I had to take a short road trip today so, armed with coffee and an iPod well-stocked with podcasts and sermons, I ventured out on a brisk December prairie morning. Given its close proximity to the shootings in Connecticut on Friday, I knew that last Sunday many pastors and preachers would have been wrestling with issues around the problem of evil and suffering. I was curious to hear how others approached it—both from a homiletical as well as a theological perspective.
I was encouraged to hear a lot of space opened up for simply grieving and not knowing, not needing to explain how God was or was not involved in the murder of children. But there was one sermon in particular that had me scratching my head. The preacher went on and on about human freedom, about how we couldn’t pin Connecticut on God. God had set things up in a certain way, he said, and he there was nothing he could do. He couldn’t just take over the free will of a human being, no matter how crazed and demonic their intentions. Freedom wouldn’t allow it. “It’s just the kind of world God has made.”
Now I am a big believer in human freedom. Really. I recognize that the issue of human freedom is a complex one, that we’re not sure how freely we really choose anything, given the innumerable sociobiological factors that go into any human life. And I know that there’s the question of mental illness and the role this plays in human evil. I realize that freedom is complicated. But I do think that freedom is real, that it is meaningful, and that it is, in some way mysterious way, part of the story of why evil exists in the first place.
But I get nervous when I hear language about what God can and cannot do. And I get especially uneasy when I hear evil and suffering being “explained” as the inevitable result of certain moral, existential, or metaphysical constants. Or of God’s apparent activity or inactivity being described as obeying certain non-negotiable laws—even if they are his own laws.

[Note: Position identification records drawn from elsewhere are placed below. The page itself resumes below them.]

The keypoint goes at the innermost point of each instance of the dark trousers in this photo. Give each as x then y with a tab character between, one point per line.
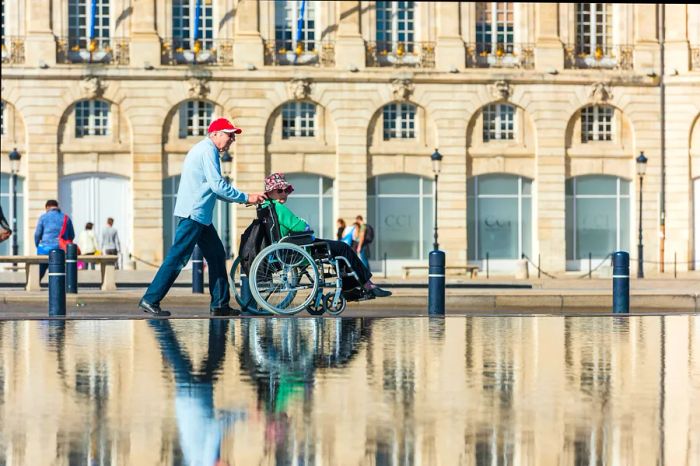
188	234
339	248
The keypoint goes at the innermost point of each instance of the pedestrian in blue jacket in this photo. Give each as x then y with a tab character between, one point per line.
47	230
201	184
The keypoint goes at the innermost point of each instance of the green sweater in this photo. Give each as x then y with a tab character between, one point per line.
289	222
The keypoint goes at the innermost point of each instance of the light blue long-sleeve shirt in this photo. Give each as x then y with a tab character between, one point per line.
201	184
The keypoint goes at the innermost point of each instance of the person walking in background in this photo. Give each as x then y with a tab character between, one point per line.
201	184
349	235
341	228
110	240
365	236
5	230
51	225
87	242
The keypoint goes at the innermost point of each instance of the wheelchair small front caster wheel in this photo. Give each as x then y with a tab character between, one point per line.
316	310
328	304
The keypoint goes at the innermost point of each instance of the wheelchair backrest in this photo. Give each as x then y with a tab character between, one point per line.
268	217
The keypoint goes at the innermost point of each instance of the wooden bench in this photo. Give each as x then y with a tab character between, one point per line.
31	268
471	270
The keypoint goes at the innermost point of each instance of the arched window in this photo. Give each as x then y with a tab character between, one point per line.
400	208
399	121
597	123
298	120
6	203
597	217
186	32
195	116
593	28
499	216
313	201
92	118
88	20
495	27
499	122
395	26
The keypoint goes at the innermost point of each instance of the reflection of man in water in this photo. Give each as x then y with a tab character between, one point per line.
201	428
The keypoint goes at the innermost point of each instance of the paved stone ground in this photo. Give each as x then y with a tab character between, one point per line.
463	297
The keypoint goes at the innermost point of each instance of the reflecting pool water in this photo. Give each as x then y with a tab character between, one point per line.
460	390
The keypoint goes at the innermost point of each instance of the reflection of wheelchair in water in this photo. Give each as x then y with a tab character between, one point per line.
291	274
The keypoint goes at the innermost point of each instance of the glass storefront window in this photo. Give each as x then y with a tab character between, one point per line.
597	216
312	200
499	216
400	208
6	203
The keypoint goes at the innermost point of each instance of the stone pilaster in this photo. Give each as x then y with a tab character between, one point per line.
549	52
349	46
247	41
646	43
676	45
449	50
40	45
145	45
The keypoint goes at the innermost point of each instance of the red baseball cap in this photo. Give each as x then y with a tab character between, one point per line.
222	124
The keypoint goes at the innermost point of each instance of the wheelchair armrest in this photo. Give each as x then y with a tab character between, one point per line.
299	238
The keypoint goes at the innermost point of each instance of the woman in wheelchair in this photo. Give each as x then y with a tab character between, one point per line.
277	190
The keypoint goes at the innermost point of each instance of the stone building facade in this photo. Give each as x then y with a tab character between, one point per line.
539	111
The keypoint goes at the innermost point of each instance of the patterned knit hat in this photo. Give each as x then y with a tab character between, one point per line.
277	181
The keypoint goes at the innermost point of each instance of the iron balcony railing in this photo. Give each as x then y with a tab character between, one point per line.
614	57
13	50
283	53
98	51
179	51
417	54
489	55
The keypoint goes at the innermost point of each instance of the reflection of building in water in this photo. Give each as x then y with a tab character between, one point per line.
535	391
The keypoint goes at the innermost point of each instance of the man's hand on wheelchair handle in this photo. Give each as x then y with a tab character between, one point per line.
256	198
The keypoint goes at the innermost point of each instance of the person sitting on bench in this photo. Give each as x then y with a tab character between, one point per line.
277	189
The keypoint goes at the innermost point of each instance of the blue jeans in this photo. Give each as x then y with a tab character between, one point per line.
188	234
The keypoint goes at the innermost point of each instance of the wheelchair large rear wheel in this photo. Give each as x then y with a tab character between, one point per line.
283	278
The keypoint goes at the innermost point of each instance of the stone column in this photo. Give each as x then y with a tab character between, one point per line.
250	165
144	48
449	50
147	182
549	52
40	45
349	46
247	41
676	43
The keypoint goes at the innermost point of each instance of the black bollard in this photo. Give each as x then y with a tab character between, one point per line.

What made this whole understanding of freedom/God/evil even more troublesome, from my perspective, was that the pastor seemed, on a number of occasions, to violate his own conception of the laws of freedom that God supposedly could not violate. Prior to his sermon, he prayed that God would “infuse” his words with “anointing and power” (overriding the un-anointed words he had freely written?). He prayed that those listening via podcast would be blessed and perhaps motivated to donate money to his church (what if I don’t freely want to donate?). He prayed that God would focus people’s hearts and minds in an “unusual” way so that they could pay attention to what he evidently felt was a very important sermon (thus trampling over their freedom to lethargically drift around on their iPhones during the sermon?). He prayed for all kinds of things that seemed, at least to me, to require the violation of human freedom.
We need to be consistent. If we can’t expect God to intervene in the scrambled neurons of a psychopath to prevent the slaughter of children then, well, we can’t expect God to intervene in the hearts and minds of pew-dwellers on Sunday morning, whether to make them uniquely focused or receptive or whatever. If God can’t fiddle with our brains to prevent evil, neither can he fiddle to pave the way for goodness and truth. If God can’t do anything to prevent human beings freely choosing evil here and now then he can’t do anything to persuade them to choose life and truth and beauty either. Human freedom trumps divine will, apparently. It’s just the kind of world God has made.
Of course, I’m not suggesting that we stop praying. Not at all. I’m just pleading for more consistency in how we use our language around God, prayer, freedom, and evil. I don’t think that God is bound to accommodate to the dictates of human freedom. The very claim that God will usher in a new heaven and earth in the future would seem to demand that God will, one day, once and for all, get what God wants, whatever human beings might freely prefer. And, leaving the future aside, I want God to intervene more frequently now, whatever that looks like. I want God to restrain evil more than he does. And, for that matter, I would be pretty content if he overrode my freedom a little more frequently to bring about what is good or at least what would be better for me. I love freedom and I think it is vitally important, but I love goodness, truth, and beauty—to whatever extent I can appreciate these—more.
So I will continue to pray that God steps in to the mess. I will unapologetically pray for things that require the violation of human freedom. I will continue to plead with this God whose ways I often understand very poorly, who has made a kind of world that is variously a source of wonder, delight, rage, confusion and terror to me, to ameliorate the terrors caused by human freedom. I will pray to this God who has made a very strange world indeed, and whose mode of interacting with it is bewildering and comforting and inspiring, guided by the conviction that whatever God is doing with this world, and however he is doing it, there is goodness and truth at the end of the story.